So while creatively minded people are often in swirl of energy and excitement, there is also the very real need to be a responsible, career-focused professional...at least in my practice as an artist! If you pursue art for profit as I do, you may also need to go against type and spend at least some of your working hours taming the creative mess that is all around and about your creative space. I mean, where did I put those papers that I have to turn in to the museum shop next week? I'm sure they were put somewhere logical and safe...I just haven't seen them in awhile. Can you relate?
|The Nestle And Soar business office, dusted and swept!|
The paperwork involved in running a small business doesn't always feel small -- it often feels overwhelming! Keeping my business papers organized is an ongoing endeavor around here.
|Ideal fabric storage idea from Bee in My Bonnet|
Like most fiber artists, handling fabric is a tactile joy for me! Even though it is fun to remind myself about all of the fantastic fabric I own and stockpile, I have never taken as much focused effort as the entrepreneur Lori Holt at Bee in My Bonnet. Her fabric stash makes my list of Responsible Orderly Conduct because it allows her to know exactly what her inventory of fabrics can yield in terms of quilted goodness. She probably doesn't have to buy fabric because she cannot find the fabric she thinks she bought 6 months ago. Has that ever happened to you?
Speaking of paperwork, I have this daydream that involves my family and how they would be able to look up details regarding our shared life paperwork without having to step into my studio, asking me to help them. In this daydream, no one begins a request with the dreaded, "Do you know where those forms are for that big important project we've been talking about?" I would rather just keep sewing and tell them to go look in the baby blue binder. Right?
This daydream remains a dream for me because I haven't made myself, or anyone else, work toward a sorted, labeled, updated binder system like the one I've found here. I do own a label making machine and a credit card for Office Max though, so I feel like this is a doable project. Someday.

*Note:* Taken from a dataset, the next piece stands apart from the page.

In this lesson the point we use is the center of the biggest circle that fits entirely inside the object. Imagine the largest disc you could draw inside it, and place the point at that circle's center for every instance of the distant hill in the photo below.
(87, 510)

Nestle And Soar is the use of compartmentalized sorting devices. In my studio, as well as in my home, I seem to have enough storage options. That being said, I still wasn't being organized about how stuff was placed inside of those drawers, closets and shelving units. I was using the "Jam it in Somewhere" technique, which isn't sustainable, and not all that helpful.
When I think about being a successful creative entrepreneur, I don't imagine myself having to hunt and dig through jumbled drawers to unearth the key ingredient for a custom fiber art piece I have agreed to make on a deadline. No, I more envision myself opening up a drawer organized like the one shown here, where compartments have been used to trap and keep the vintage buttons my client is counting on having used to embellish her four made-to-order decorative pillows. My creative work continues to be more like play when I don't have to go on an expedition to complete a simple task!

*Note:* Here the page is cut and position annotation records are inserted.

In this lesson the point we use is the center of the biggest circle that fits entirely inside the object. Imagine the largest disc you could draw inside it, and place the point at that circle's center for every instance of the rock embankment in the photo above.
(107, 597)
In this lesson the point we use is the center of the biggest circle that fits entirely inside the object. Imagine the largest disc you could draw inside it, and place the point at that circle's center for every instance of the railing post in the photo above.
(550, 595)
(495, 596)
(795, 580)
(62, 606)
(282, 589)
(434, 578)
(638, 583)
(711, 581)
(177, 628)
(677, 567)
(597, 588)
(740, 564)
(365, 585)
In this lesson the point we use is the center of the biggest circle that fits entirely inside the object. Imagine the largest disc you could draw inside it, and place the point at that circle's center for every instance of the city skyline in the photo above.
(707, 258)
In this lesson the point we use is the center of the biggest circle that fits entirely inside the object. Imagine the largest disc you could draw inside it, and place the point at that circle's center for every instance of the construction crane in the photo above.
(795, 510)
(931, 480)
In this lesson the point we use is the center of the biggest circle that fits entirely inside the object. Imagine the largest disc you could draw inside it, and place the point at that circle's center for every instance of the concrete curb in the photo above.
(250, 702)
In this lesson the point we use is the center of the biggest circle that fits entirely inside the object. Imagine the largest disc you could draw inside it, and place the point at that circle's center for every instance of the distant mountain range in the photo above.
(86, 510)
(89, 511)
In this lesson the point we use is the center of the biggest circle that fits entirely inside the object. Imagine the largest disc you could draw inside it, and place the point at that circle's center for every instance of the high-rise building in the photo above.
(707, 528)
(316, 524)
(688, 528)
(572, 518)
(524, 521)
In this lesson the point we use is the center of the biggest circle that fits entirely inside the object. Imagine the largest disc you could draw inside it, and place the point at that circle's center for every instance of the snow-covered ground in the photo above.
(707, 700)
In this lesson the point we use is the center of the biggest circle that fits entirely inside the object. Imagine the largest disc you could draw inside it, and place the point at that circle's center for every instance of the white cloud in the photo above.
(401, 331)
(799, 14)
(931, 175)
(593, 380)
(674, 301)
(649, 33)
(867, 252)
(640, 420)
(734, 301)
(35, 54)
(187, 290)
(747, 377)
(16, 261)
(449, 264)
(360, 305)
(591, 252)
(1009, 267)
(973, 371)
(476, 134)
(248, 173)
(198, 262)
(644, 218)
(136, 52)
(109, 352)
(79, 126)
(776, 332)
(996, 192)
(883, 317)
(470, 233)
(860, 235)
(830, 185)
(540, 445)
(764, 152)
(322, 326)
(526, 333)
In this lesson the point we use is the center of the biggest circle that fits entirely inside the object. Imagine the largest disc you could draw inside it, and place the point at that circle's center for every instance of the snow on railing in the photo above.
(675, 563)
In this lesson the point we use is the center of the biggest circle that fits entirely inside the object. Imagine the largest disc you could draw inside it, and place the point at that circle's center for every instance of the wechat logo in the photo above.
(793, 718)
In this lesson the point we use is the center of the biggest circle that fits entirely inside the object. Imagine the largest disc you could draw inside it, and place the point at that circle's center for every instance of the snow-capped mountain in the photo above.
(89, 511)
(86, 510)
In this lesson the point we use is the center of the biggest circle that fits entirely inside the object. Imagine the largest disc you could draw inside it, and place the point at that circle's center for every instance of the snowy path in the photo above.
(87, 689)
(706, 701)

So how do you and I pull off all of this Creative Mess/Responsible Order balance? I would love to know what you think. Perhaps we give some of our good energy once a week to organizing specific parts of our creative space? Or perhaps we always use the inspiration of more organized people as our game plan? Or, maybe we make sure that one of our high-energy friends comes over to visit on a regular basis and we bribe her with food and free stuff to just save us from our disorganized selves? I think all of these techniques are helpful, and getting a little help is a good thing.